When did you start researching this pathogen and what makes it so fascinating to you?
I started my work on mycobacteria right back during my PhD studies, where I was looking at gene regulation in the non-pathogenic species Mycobacterium smegmatis. After that, I moved onto studies on the basic biology and physiology of M. tuberculosis for my post-doctoral work and I have been working on it ever since. M. tuberculosis is a complex organism which can survive in different states and can persist in the environment and in the human lung for long periods of time. I have always been interested in gene regulation and how bacteria respond to the environment. Pathogenesis and virulence come from specific responses to the infection environment, so it was a natural progression to look at those processes. In addition, the cell wall is particularly interesting, since it is the only part of the bacterium that directly contacts and interacts with the environment. In M. tuberculosis the cell wall plays a major role in immune evasion and bacterial survival. So this host-pathogen interplay is fascinating.
What have been some of your greatest research achievements so far?
I have been working in this field for over 25 years, so singling out particular studies is difficult. However, one of the areas I think that has been the most rewarding and most likely to deliver something meaningful, has been the opportunity to bring my microbiological expertise into a drug discovery setting. Having a multidisciplinary team working in close concert is incredibly rewarding and is the only way that we will be able to reach our goals. Our recent work on developing and implementing a number of phenotypic screens has lead to us identifying a number of promising lead molecules.
Antimicrobial resistance in TB has been identified by the World Health Organization as a public health crisis. How does the pathogen develop resistance and how are new treatment options being developed?

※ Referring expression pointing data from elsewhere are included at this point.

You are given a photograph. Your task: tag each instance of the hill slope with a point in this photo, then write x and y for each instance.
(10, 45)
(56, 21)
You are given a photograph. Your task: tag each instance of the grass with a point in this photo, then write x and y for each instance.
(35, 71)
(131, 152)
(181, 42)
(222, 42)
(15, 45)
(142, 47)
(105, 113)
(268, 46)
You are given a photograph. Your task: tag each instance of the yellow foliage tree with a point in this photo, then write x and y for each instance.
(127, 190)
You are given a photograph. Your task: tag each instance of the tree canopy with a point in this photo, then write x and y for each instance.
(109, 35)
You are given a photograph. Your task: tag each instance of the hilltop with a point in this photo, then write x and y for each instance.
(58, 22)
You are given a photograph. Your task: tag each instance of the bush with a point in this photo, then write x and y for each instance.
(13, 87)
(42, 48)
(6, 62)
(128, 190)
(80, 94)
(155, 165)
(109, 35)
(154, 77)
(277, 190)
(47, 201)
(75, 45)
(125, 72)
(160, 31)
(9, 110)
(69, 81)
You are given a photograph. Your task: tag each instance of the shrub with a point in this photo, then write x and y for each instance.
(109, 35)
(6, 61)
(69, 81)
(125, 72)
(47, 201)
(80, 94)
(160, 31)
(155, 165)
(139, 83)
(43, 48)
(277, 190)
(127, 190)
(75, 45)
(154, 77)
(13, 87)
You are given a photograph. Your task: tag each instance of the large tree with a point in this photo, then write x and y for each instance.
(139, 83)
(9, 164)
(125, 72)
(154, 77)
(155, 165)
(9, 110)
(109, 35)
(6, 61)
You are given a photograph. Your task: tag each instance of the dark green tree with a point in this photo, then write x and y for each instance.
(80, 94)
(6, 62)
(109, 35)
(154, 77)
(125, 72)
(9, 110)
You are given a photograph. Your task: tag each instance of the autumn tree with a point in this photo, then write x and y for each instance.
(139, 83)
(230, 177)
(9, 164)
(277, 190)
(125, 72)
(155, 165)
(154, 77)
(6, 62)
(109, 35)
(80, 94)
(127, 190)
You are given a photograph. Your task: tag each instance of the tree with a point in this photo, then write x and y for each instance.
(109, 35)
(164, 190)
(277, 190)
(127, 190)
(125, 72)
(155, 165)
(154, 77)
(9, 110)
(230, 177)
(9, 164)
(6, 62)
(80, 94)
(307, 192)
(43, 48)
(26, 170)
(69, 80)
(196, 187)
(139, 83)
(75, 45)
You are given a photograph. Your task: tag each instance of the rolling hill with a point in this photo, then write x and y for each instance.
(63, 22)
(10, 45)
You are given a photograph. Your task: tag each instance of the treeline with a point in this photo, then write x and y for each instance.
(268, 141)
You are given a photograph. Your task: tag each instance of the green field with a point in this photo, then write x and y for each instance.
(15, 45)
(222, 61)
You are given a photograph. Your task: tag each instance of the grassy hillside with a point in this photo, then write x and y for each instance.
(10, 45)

TB is the biggest problem in antimicrobial resistance, and there are around 0.5 million cases of multi-drug resistant (MDR) TB each year. Resistance in M. tuberculosis is exclusively from chromosomal mutations in contrast to other bacteria, where it is often plasmid-mediated. For the frontline drugs, resistance is usually independently to each antibiotic. For some of the antibiotics, there are multiple different mutations that can lead to resistance. The majority of resistance is generally acquired after treatment – the treatment for TB is lengthy with multiple drugs – and poor patient compliance and/or access to drugs often leads to resistance developing during therapy. However, transmission of resistant strains is becoming an increasing problem. The aim in developing new drugs is to find novel drug targets, so that pre-existing clinical resistance is not a problem and that we can have a “universal regimen” for all TB patients.

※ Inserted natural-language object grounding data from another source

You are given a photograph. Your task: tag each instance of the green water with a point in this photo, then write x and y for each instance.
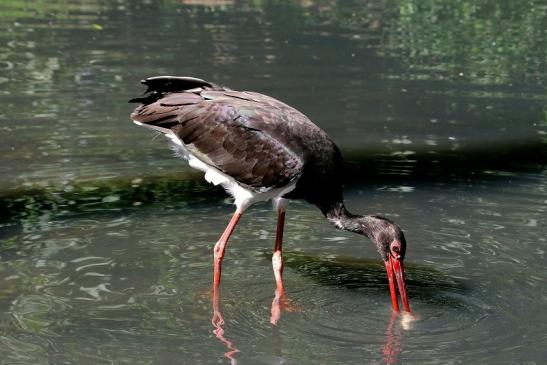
(106, 239)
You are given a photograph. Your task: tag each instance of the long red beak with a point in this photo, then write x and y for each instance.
(396, 273)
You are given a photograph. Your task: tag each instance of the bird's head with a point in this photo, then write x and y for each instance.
(391, 244)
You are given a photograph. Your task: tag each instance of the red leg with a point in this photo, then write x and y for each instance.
(277, 259)
(220, 247)
(218, 325)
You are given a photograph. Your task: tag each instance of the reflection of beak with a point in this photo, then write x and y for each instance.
(396, 273)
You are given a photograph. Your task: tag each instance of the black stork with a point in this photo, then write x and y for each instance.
(260, 149)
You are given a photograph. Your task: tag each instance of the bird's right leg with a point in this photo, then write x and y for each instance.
(220, 246)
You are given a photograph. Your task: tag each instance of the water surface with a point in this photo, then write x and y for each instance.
(106, 239)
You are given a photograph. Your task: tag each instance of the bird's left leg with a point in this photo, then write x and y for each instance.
(220, 247)
(277, 259)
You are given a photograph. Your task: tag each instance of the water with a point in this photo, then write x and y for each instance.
(439, 108)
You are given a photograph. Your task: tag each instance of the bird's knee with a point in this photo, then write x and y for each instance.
(277, 261)
(218, 251)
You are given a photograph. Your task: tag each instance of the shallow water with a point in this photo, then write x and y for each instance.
(105, 251)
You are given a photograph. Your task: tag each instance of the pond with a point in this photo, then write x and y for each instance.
(106, 239)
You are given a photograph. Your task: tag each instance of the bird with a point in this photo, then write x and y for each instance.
(259, 149)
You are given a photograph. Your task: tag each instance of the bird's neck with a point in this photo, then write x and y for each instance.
(337, 214)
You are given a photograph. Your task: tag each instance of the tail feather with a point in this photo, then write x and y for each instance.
(160, 85)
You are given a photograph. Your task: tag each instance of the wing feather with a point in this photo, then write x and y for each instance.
(222, 128)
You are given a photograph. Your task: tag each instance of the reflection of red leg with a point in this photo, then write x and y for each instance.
(221, 246)
(277, 303)
(218, 324)
(277, 259)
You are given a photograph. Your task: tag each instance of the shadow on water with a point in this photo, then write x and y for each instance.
(424, 284)
(188, 186)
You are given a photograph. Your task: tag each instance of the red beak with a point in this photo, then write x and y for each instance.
(396, 273)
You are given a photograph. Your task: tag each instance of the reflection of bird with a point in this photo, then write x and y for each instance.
(258, 149)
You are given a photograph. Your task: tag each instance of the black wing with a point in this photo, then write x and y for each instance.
(229, 130)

What do you think the future of TB research looks like? Where do you think the field will be ten years from now?
TB research has expanded over the last 20 years and now addresses not just the basic biology, physiology and pathogenesis, but also vaccine, drug and therapeutic development. I think that there will be an expansion of research into understanding the nature of latency or dormant bacilli and increased efforts to determine how antibiotics kill the organism. I also anticipate that there will a better understanding of the host-pathogen interaction and how antibiotics interact with the immune response. Ten years from now, I hope that the outcome of all this effort will be at least one totally new drug regimen for TB, as well as a new and effective vaccine. Alongside this, we should have a much better understanding of the mechanisms by which M. tuberculosis adapts its physiology to drug treatment.